The China-proposed Belt and Road Initiative (BRI) has been hailed by officials and experts at the ongoing International Transport Forum (ITF) in Germany, with some saying the initiative is an “opportunity that each country should grab.”
Li Xiaopeng, China’s Transport Minister, told the Global Times at a press conference during the forum on Thursday that the BRI has made solid progress across Europe, and in particular, has made breakthroughs in Western Europe in recent years.
“Despite the BRI initiative originating in China, opportunities belong to the world, and China is willing to cooperate with all countries and regions to conduct pragmatic cooperation and build a new pattern of transport cooperation,” Li said.
Li’s remarks come amid growing unilateralism and uncertainties in the world. Li said that the BRI, which stresses connectivity, multilateralism and cooperation, is significant and will benefit the world’s development under the current global situation.
Since its inception, the BRI has been bringing tangible benefits to both Europe and China.
One of the tangible benefits is China Railway Express, which connects 59 Chinese cities with 49 European cities in 15 countries. There were 6,363 trips in 2018, surging 73 percent from 2017, according to a report from Xinhua News Agency in March.
Freight trains have rumbled along the routes taking garments, auto parts, chemicals and other Chinese goods to European consumers, while bringing back European food, machinery, equipment and timber.
“More fruits will continue to emerge in the future,” Li said.
Officials and experts echoed Li’s comments. They described the initiative as an opportunity that each country should grab as it will reunite countries in Europe and bring new growth opportunities to them.
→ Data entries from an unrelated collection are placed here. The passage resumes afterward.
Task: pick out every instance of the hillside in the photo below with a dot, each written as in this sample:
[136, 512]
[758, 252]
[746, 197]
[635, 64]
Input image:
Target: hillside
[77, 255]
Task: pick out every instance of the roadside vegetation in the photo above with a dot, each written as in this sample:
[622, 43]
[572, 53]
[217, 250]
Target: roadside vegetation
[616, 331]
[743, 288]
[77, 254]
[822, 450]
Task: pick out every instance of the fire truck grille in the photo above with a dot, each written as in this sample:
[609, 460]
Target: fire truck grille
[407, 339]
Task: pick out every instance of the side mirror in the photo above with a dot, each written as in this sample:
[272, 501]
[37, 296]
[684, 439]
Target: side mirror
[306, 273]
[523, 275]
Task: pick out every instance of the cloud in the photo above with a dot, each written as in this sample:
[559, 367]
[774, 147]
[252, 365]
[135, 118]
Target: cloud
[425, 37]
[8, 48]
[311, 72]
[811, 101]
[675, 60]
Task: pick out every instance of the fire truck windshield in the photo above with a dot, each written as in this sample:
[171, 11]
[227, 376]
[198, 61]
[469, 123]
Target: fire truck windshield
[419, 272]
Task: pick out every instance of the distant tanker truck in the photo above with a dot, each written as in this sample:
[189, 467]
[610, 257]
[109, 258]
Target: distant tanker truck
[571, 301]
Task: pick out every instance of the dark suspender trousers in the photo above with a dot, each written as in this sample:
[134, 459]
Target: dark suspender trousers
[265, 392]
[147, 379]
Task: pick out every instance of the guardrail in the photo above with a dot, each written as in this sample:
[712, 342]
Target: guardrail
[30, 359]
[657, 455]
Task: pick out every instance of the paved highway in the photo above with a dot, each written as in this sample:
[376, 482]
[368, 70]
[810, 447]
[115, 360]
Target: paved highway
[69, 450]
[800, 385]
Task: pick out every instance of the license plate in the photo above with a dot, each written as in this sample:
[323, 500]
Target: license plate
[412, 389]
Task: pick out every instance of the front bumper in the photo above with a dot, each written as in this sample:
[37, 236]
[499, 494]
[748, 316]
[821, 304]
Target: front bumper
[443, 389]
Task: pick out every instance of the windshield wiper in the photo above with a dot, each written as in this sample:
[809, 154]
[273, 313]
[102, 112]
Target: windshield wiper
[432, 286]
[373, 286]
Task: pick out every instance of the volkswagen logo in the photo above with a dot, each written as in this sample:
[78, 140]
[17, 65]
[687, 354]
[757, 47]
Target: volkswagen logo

“I look at BRI as an opportunity that is coming. It’s up to each country and each region to make use of it. The market can be enlarging; the pie can be bigger, so it’s up to each country to look for a win-win cooperation and work towards it,” Supee Teravaninthorn, director general of investment operations, AIIB, said during the forum.
Stephan Ossenkopp, a Berlin-based expert associated with the Schiller Institute, an international think tank, told the Global Times that most nations in Europe have realized that the BRI is a unique opportunity to address issues such as infrastructure deficits and lack of long-term funding for such projects.
Ossenkopp said that under the BRI, China could help Germany build some large projects involving dams, power stations, rail and roads, that Germany may not be able to do alone.
“If Germany and France would join the BRI [after Italy], Europe could finally unite again around a common project, which would bring new growth and opportunities for its citizens,” Ossenkopp noted.
In March, China and Italy signed a memorandum of understanding to jointly advance the construction of the BRI.
“China will continue to promote the construction of high-quality and sustainable infrastructure with countries along the BRI routes, to promote connectivity on land, sea, air and internet, while strengthening the construction of policies, rules and standards under the initiative,” Li said.